Ambrosio menyayangi dan menghormati ayahnya, tetapi itu tidak berarti ia akan menuruti semua keinginan ayahnya. Ia tahu sikap baik ayahnya pada Sisilia karena masih memandang sisi baik Sisilia dan secara pribadi tidak membencinya. Hanya saja pria itu tidak menyukai Sisilia sebagai menantu. Sisilia adalah wanita yang diinginkannya sebagai pendamping hidup. Cepat atau lambat, ayahnya harus menerima hal itu.
Ambrosio tidak akan membuat istrinya berbasa-basi pada ayahnya untuk sekedar cari muka, sehingga ia tidak merasa perlu bagi Sisilia bertemu ayahnya. Lagi pula mereka menikmati kebersamaan sebagai suami istri di apartemennya.
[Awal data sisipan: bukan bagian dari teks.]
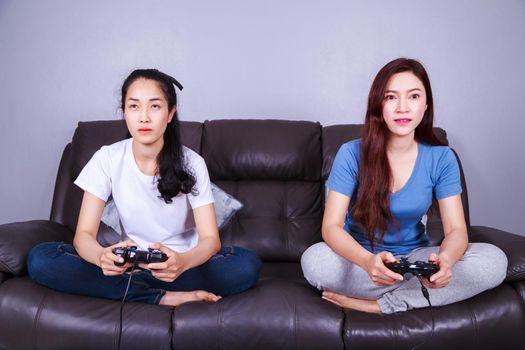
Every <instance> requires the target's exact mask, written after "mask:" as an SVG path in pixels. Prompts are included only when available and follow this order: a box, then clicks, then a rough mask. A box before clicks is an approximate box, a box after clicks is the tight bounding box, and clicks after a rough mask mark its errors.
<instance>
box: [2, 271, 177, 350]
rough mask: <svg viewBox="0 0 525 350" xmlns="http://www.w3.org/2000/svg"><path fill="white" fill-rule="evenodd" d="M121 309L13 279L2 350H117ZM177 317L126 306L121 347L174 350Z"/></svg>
mask: <svg viewBox="0 0 525 350" xmlns="http://www.w3.org/2000/svg"><path fill="white" fill-rule="evenodd" d="M119 307H120V302H115V301H111V300H104V299H98V298H90V297H84V296H78V295H71V294H64V293H60V292H56V291H54V290H51V289H48V288H45V287H42V286H40V285H37V284H35V283H33V282H32V281H31V280H30V279H29V278H28V277H22V278H13V279H10V280H8V281H6V282H5V283H2V284H0V310H1V312H0V324H1V325H2V326H1V327H0V348H6V349H15V348H16V349H33V348H35V346H36V347H38V348H40V347H42V348H46V349H75V348H76V349H78V348H82V349H93V350H95V349H108V348H109V347H108V344H113V346H112V347H111V348H115V349H116V348H117V346H116V345H117V339H118V329H119ZM172 312H173V308H169V307H159V306H157V305H149V304H144V303H126V304H125V305H124V309H123V328H122V343H121V347H120V348H121V349H171V315H172ZM28 325H31V327H28ZM41 344H42V345H41ZM73 344H76V345H73ZM80 344H81V346H80ZM79 346H80V347H79Z"/></svg>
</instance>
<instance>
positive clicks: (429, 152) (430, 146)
mask: <svg viewBox="0 0 525 350" xmlns="http://www.w3.org/2000/svg"><path fill="white" fill-rule="evenodd" d="M420 145H421V149H422V150H423V152H424V153H425V154H427V155H428V160H429V161H431V162H432V163H433V164H435V165H439V164H440V163H443V162H450V161H452V160H454V161H455V159H456V156H455V155H454V152H453V151H452V149H451V148H450V147H449V146H432V145H428V144H425V143H421V144H420Z"/></svg>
Setelah tiga hari bersama, akhirnya Ambrosio memboyong anak dan istrinya ke kediaman utama Keluarga Yamazaki karena ayahnya menyuruh mereka datang. Ayahnya tidak tahan berpisah lama-lama dari Tetsuya.
Kotaro menyambut kedatangan anak menantunya di ruang belajar. Sisilia mengenakan kimono sederhana berwarna putih dengan motif taburan bunga ceri warna merah muda, bersimpuh di atas tatami. Dia menyapa ayah mertuanya dengan hormat. "Ohayogozaimasu, Otou-sama! Ogenkidesuka?"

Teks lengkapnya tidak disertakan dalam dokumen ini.